Of course, some television anchors have gone over the top, but they haven’t done so for this case in particular; this is the style they are known for. Social media warriors hardly have the moral right to question Arnab Goswami, before whom they had gone about the town declaring Sridevi to be a victim of cosmetic surgeries, fat-reducing drugs and even cocaine. A few technically oriented among them described at length in their posts how a cardiac arrest was different from a heart attack. And when the Dubai Police said Sridevi had drowned to death, they presumed she had drowned in a state of inebriation. Then somebody remarked there was a problem with Boney Kapoor’s kundli (astrological birth chart). They held the stars responsible for eliminating Arjun Kapoor’s mother before the release of his first film and Jhanvi Kapoor’s before the release of hers! Why these double standards? If only the superfluous are supposed to discuss the death of a celebrity, why are you indulging in the same?
As for the film fraternity taking umbrage at the “sensationalism”, we all know how they flock together to ensure the next project (a film or a song) comes their way. Did we not see how they stuck around with Salman Khan when he was being tried for mowing down some poor chaps sleeping on a pavement under his sports utility vehicle?

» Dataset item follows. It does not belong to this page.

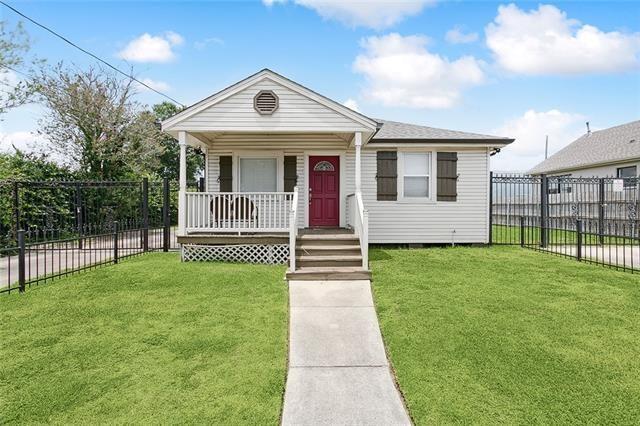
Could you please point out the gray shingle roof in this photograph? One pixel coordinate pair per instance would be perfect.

Then, the socialite among socialists pitches in. Amar Singh says he had not known Sridevi as a consumer of hard drinks; she would occasionally have wine, the former Samajwadi Party leader recalls. While television laps it up, few remember that, beyond the photo opportunities, the actress and the part-time politician did not enjoy a cosy relationship. There was an occasion when the two were left unattended in a room. When their mutual friends came back, they found Sridevi and Singh in two corners of the large hall, immersed in different books. The actress used to be so uncomfortable in the company of the politician that it is unlikely he would be acquainted with her drinks.

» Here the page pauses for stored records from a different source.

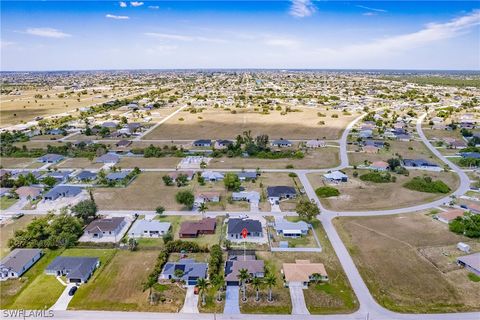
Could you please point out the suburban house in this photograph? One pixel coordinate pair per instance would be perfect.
(313, 144)
(192, 229)
(247, 175)
(17, 262)
(277, 193)
(149, 229)
(290, 229)
(62, 191)
(281, 143)
(108, 158)
(470, 262)
(190, 271)
(86, 176)
(420, 164)
(212, 176)
(105, 227)
(202, 143)
(208, 196)
(28, 192)
(222, 144)
(249, 196)
(50, 158)
(448, 216)
(336, 176)
(303, 271)
(379, 166)
(256, 268)
(117, 176)
(236, 225)
(75, 269)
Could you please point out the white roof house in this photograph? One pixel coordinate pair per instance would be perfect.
(149, 229)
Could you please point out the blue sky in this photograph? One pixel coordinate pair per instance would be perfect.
(73, 35)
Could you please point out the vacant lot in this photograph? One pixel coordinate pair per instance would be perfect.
(359, 195)
(314, 159)
(20, 163)
(398, 259)
(408, 150)
(118, 285)
(220, 124)
(7, 231)
(34, 290)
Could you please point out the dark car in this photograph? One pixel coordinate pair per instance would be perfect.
(72, 290)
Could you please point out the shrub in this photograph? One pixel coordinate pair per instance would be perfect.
(426, 184)
(326, 192)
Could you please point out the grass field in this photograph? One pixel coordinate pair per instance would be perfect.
(6, 202)
(314, 159)
(359, 195)
(219, 124)
(19, 163)
(401, 260)
(34, 290)
(8, 230)
(118, 285)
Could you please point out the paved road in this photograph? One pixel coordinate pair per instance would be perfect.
(191, 301)
(298, 300)
(232, 300)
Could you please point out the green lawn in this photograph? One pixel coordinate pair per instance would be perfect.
(6, 202)
(17, 293)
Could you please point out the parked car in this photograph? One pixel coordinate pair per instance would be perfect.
(72, 290)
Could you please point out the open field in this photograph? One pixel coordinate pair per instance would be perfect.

But if the conspiracy theories are taking us in the direction of the case of Sunanda Pushkar’s murder, no attributable motive such as the alleged scams of the Indian Premier League has emerged as of now. So, in comes Subramanian Swamy with the theory that Sridevi must have been forced to consume alcohol and then she was forced into the bathtub and the angle that the law enforcement agencies must probe is Bollywood’s truck with infamous Dawood Ibrahim! This is plausible for sure. This Kapoor family has been known to hobnob with the gangster-terrorist in the past. Maybe the 1980s-90s are not behind them as yet. If Swamy has got it right, the issue has national security implications. The mystery no longer remains an interest of Hindi cinema aficionados alone.

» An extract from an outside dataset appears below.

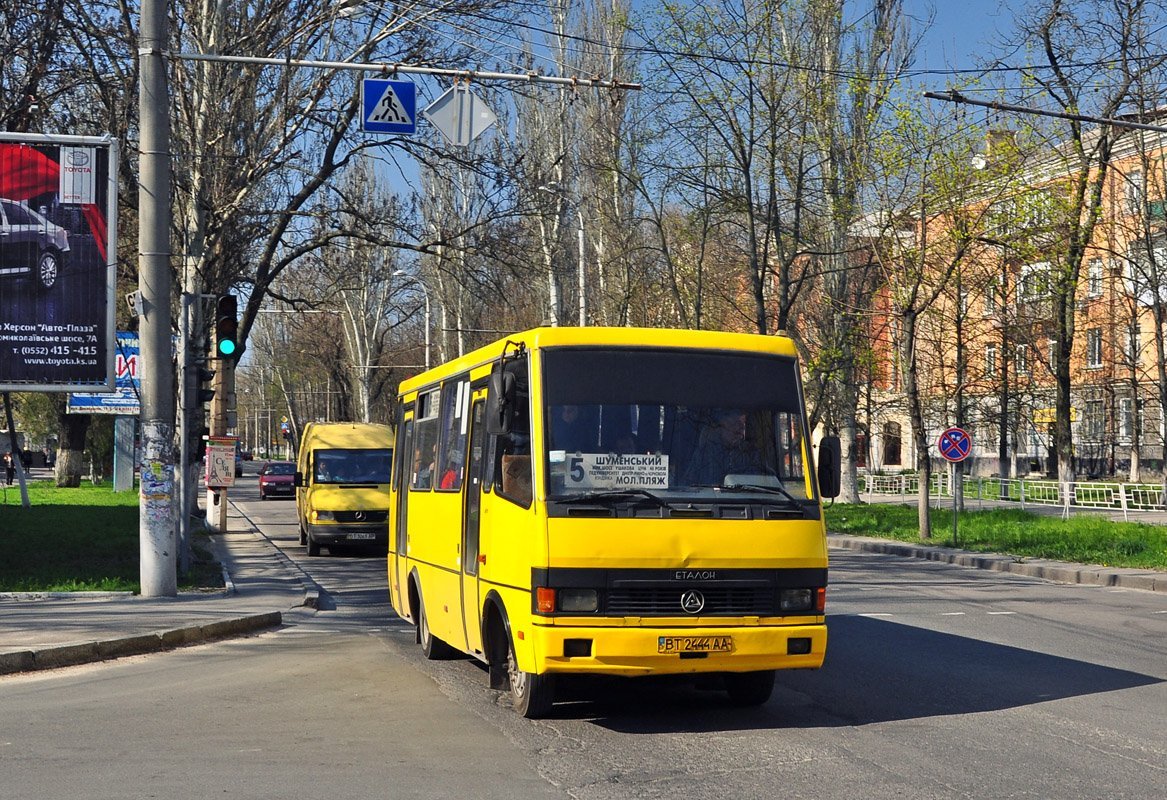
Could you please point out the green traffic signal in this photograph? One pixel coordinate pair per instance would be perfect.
(226, 325)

Finally, if it’s a crime, the criminal must not go unpunished. If the matter does not interest you, there are other sections of the newspaper, television channel or news websites for you to follow. If you are a consumer of serious stories, do spare a thought also to the seriousness of comments you post with links to reports on political and economic affairs. Spare the fans of Sridevi their right to suspect some foul play in her death. Even if all the hypotheses prove wrong, conspiracy theories will remain a psychological tool for human beings to come to terms with the sudden void created by the departure of someone they loved. The theorists loved Sridevi; disbelief might well be their way to cope with her demise. Don’t we sometimes attribute the sudden passing of a close relation to medical negligence even when the death was natural?